[contextly_auto_sidebar]
WHEN I was in high school, I had a slightly older friend who was eccentric, brilliant, and obscure. He had a minor speech impediment, so I couldn’t always tell what he was saying, but whenever I could make it out, it was fascinating and perceptive. I met some very cool and smart people through him
A few years after I left for college, I heard he got heavily into drugs and petty thievery. We lost touch for a few years. But then a bit later, he went to law school, cleaned up his act, and became really beloved and successful. Some of his old edge was gone, and I missed that side of him.
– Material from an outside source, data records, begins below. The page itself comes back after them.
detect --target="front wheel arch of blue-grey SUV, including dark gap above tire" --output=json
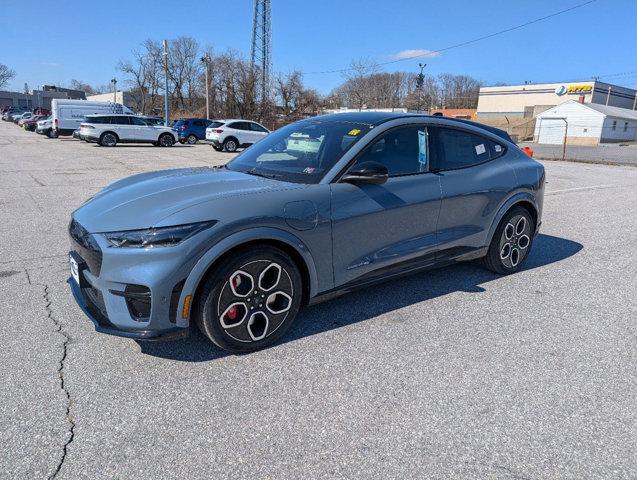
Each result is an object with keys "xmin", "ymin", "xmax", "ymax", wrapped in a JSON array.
[{"xmin": 177, "ymin": 227, "xmax": 318, "ymax": 326}]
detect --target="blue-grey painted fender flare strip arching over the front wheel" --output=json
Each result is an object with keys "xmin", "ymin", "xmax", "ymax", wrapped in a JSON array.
[{"xmin": 177, "ymin": 227, "xmax": 318, "ymax": 327}]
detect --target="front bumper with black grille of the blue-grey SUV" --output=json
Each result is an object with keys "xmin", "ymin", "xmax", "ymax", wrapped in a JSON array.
[{"xmin": 68, "ymin": 221, "xmax": 194, "ymax": 340}]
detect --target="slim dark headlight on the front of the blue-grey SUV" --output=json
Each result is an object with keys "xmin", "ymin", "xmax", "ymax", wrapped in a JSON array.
[{"xmin": 103, "ymin": 220, "xmax": 217, "ymax": 248}]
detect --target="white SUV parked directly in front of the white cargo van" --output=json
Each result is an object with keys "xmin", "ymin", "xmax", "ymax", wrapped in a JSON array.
[{"xmin": 80, "ymin": 115, "xmax": 177, "ymax": 147}]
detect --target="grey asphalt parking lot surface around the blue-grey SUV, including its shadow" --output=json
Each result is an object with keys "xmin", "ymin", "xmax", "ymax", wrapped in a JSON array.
[{"xmin": 0, "ymin": 122, "xmax": 637, "ymax": 479}]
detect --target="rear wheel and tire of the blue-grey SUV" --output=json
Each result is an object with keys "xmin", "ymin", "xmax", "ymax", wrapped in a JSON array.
[{"xmin": 482, "ymin": 207, "xmax": 535, "ymax": 275}]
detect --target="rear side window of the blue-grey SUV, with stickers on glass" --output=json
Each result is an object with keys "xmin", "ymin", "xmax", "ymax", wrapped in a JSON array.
[{"xmin": 432, "ymin": 128, "xmax": 492, "ymax": 170}]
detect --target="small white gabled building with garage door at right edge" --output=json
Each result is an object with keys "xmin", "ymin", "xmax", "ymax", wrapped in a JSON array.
[{"xmin": 534, "ymin": 100, "xmax": 637, "ymax": 145}]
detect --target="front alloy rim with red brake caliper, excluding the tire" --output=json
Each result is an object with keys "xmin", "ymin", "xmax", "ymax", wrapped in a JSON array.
[{"xmin": 217, "ymin": 260, "xmax": 294, "ymax": 343}]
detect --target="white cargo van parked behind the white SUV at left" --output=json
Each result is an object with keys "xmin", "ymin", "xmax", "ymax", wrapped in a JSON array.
[{"xmin": 50, "ymin": 98, "xmax": 134, "ymax": 137}]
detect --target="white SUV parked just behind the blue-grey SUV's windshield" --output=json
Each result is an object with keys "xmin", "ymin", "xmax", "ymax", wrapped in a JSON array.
[{"xmin": 206, "ymin": 119, "xmax": 270, "ymax": 152}]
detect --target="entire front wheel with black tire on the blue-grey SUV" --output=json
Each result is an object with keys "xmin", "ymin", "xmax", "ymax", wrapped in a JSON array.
[{"xmin": 194, "ymin": 245, "xmax": 303, "ymax": 353}]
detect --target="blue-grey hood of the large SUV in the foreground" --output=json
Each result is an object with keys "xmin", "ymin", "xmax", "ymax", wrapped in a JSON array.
[{"xmin": 73, "ymin": 167, "xmax": 299, "ymax": 233}]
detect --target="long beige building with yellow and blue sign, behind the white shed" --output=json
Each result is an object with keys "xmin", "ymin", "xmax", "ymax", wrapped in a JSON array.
[{"xmin": 477, "ymin": 81, "xmax": 637, "ymax": 121}]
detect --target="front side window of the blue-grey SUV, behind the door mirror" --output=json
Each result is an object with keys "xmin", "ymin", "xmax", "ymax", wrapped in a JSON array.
[{"xmin": 356, "ymin": 126, "xmax": 428, "ymax": 177}]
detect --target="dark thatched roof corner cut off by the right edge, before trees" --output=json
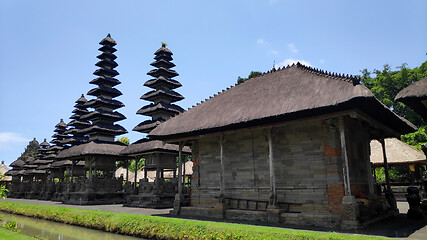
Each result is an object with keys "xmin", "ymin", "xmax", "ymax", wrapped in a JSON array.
[{"xmin": 395, "ymin": 77, "xmax": 427, "ymax": 122}]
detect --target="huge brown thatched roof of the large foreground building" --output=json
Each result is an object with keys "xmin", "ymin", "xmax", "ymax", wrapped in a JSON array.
[{"xmin": 148, "ymin": 64, "xmax": 415, "ymax": 139}]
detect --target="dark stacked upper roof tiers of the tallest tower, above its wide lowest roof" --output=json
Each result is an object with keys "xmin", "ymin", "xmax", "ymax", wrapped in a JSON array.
[{"xmin": 79, "ymin": 34, "xmax": 127, "ymax": 142}]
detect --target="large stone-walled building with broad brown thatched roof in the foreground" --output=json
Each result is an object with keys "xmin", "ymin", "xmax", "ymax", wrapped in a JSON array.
[{"xmin": 148, "ymin": 63, "xmax": 415, "ymax": 228}]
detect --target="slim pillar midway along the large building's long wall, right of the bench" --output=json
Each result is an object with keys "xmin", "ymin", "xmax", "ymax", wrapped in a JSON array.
[{"xmin": 267, "ymin": 128, "xmax": 280, "ymax": 223}]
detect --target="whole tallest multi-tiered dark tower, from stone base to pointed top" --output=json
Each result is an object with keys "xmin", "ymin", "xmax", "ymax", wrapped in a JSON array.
[{"xmin": 57, "ymin": 34, "xmax": 127, "ymax": 204}]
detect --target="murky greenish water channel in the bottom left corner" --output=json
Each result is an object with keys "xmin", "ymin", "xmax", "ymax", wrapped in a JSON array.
[{"xmin": 0, "ymin": 211, "xmax": 145, "ymax": 240}]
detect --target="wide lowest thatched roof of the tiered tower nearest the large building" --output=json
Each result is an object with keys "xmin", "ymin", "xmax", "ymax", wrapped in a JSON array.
[{"xmin": 121, "ymin": 138, "xmax": 191, "ymax": 155}]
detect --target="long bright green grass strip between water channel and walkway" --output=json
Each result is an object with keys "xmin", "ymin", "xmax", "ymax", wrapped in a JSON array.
[{"xmin": 0, "ymin": 202, "xmax": 384, "ymax": 240}]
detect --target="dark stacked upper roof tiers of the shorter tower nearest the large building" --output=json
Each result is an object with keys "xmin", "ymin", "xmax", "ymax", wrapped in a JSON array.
[{"xmin": 133, "ymin": 43, "xmax": 184, "ymax": 133}]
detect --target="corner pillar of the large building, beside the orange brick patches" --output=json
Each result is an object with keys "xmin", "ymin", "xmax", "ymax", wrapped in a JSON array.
[{"xmin": 338, "ymin": 117, "xmax": 360, "ymax": 229}]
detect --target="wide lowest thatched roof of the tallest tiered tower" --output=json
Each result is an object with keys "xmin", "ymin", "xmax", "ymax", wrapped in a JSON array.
[{"xmin": 56, "ymin": 141, "xmax": 126, "ymax": 159}]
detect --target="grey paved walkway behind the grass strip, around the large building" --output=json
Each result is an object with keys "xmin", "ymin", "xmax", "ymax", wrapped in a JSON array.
[{"xmin": 0, "ymin": 198, "xmax": 427, "ymax": 240}]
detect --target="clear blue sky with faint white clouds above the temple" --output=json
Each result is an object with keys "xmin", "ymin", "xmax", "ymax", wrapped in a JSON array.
[{"xmin": 0, "ymin": 0, "xmax": 427, "ymax": 167}]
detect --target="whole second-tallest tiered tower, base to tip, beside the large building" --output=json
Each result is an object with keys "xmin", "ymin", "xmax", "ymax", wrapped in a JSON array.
[{"xmin": 121, "ymin": 43, "xmax": 190, "ymax": 208}]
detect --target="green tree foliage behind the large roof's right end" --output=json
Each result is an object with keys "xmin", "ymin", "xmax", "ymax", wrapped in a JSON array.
[{"xmin": 361, "ymin": 61, "xmax": 427, "ymax": 126}]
But I was grudgingly glad he was happy.
Still, we drifted apart significantly, and were each on our own respective trip for two decades or more. We each fell in and out of love with various other passions. But we saw each other at a 25th reunion, and weirdly, I was reminded how great he was. And how that dude who went straight was a lot more substantial than I’d thought at the time. We reconnected in a big way and I was reminded of how much I’d missed him.
Oh hold on — that isn’t a high school friend, that’s R.E.M. 1991 album Out of Time. (The drugs/ thievery was a not-terribly-accurate reference to my least favorite of their records, Green.)
The acoustic stuff on Out of Time‘s second disc will remind you why you fell in love with music in the first place. And most of the rest sounds so resonant. End of metaphor. But get the anniversary reissue; it’s quite lovely.